With great merriness, my father assured them that it was so and that he intended to leave as soon as his successor as abbot could be named. He did name him and, no surprise, his choice was a young, impulsive monk whose choosing caused no end of surprise and horror. Yet, it could not be gainsaid, and abbot he was and still is (and a fine one, as it turns out).

Most horrifying of all to the members of his order, he made it known that one aspect of his new-found way of knowing was to take a wife and beget children! He has told me since that it was the very awareness of the powers carried in our family line that made it clear to him that, far from being right that it should end with him, every attempt should be made to carry it on. It did not take long for a man of his accomplishments and shining demeanor to meet and marry a strong, merry woman, my mother, Theresa, nearly 35 years his junior who has, to this day, borne him ten children, of which I am the eldest.

Now it is my turn. I am Jacob, too. I have been called to go to a place far, far away from here and my father has blessed my going to do what I can. I have some ability to heal, it seems, and kindness still is my watchword. I have the tendency to gain weight that most of my antecedents share, but know that acts of kindness can keep this in check.

I know this is an inadequate story, for it is not my calling to be able to write such things.
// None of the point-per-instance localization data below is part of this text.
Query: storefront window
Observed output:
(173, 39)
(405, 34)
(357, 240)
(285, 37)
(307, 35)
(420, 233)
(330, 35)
I thank you for your patience if you have come this far with me. We, my siblings and I, have great work to do. What my father seeks is that we spread the love contained in our hearts as far and wide as we can and I, for one, intend to honor this intent. It is his hope, and mine, that the world thereby be made a better place. This can come to pass, we hope, if all of us, those of us truly descended from him as well as all of you, should think of ourselves as Jacob's children.